In the written testimony at a hearing of the U.S. Senate Committee on Commerce, Science, and Transportation on March 23, 2022, Gelsinger actively influenced the U.S. government’s allocation of funds. First, he emphasized Intel’s uniqueness as a domestic company, stating that Intel is “the only American semiconductor company excelling in smart silicon chips, platforms, software, architecture, design, manufacturing, packaging, and innovative cutting-edge manufacturing capabilities,” and is also “the only one among the three companies globally producing advanced logic chips with most of its R&D and intellectual property based in the U.S.” This highlighted Intel’s importance to the U.S. economy and national security. Secondly, Gelsinger cited authoritative studies indicating that U.S. chip manufacturing is lagging behind East Asian competitors in terms of costs and government support, thus arguing from a national economic security perspective about the dangers of U.S. dependence on East Asian supply chains in critical sectors, emphasizing that “Intel is committed to helping rebalance the global chip supply.” Additionally, Gelsinger added further considerations regarding the allocation of subsidy funds, particularly emphasizing the potential national security impacts of the project and whether it could operate independently of foreign government influence after federal assistance runs out.

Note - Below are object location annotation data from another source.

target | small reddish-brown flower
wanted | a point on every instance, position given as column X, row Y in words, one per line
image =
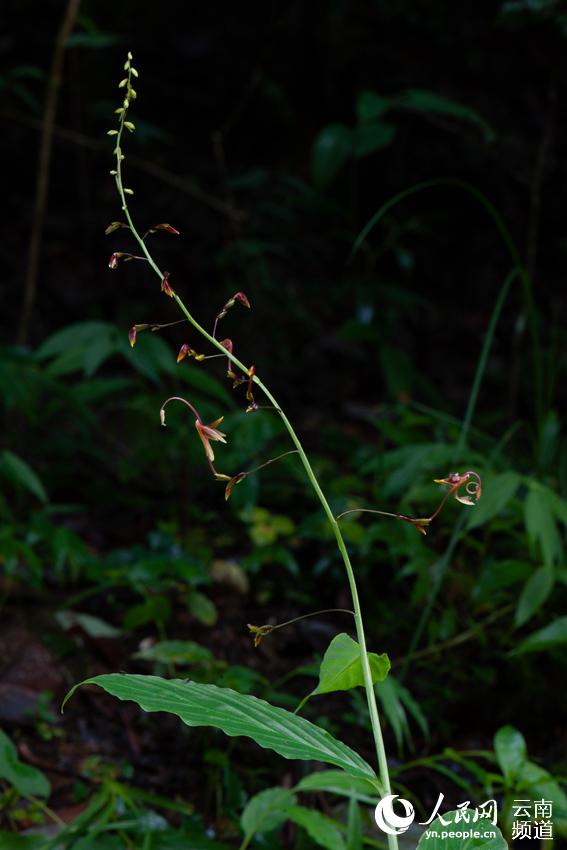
column 249, row 393
column 183, row 352
column 208, row 433
column 471, row 482
column 242, row 298
column 166, row 286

Ultimately, Intel’s efforts yielded significant returns. According to the agreement reached between the U.S. Department of Commerce and Intel, Intel received up to $8.5 billion in government subsidies and up to $11 billion in special loan support, far exceeding TSMC and Samsung, making it the largest beneficiary of the “CHIPS and Science Act.” This outcome indicates that Intel successfully guided government policies and resources in a direction favorable to itself by introducing the great power competition framework. TSMC’s founder Morris Chang noted the commercial logic behind this action, pointing out that Intel is leveraging the intense geopolitical competition to amplify perceived national security threats to enhance its competitiveness, and that this approach will create a more complex market environment for TSMC.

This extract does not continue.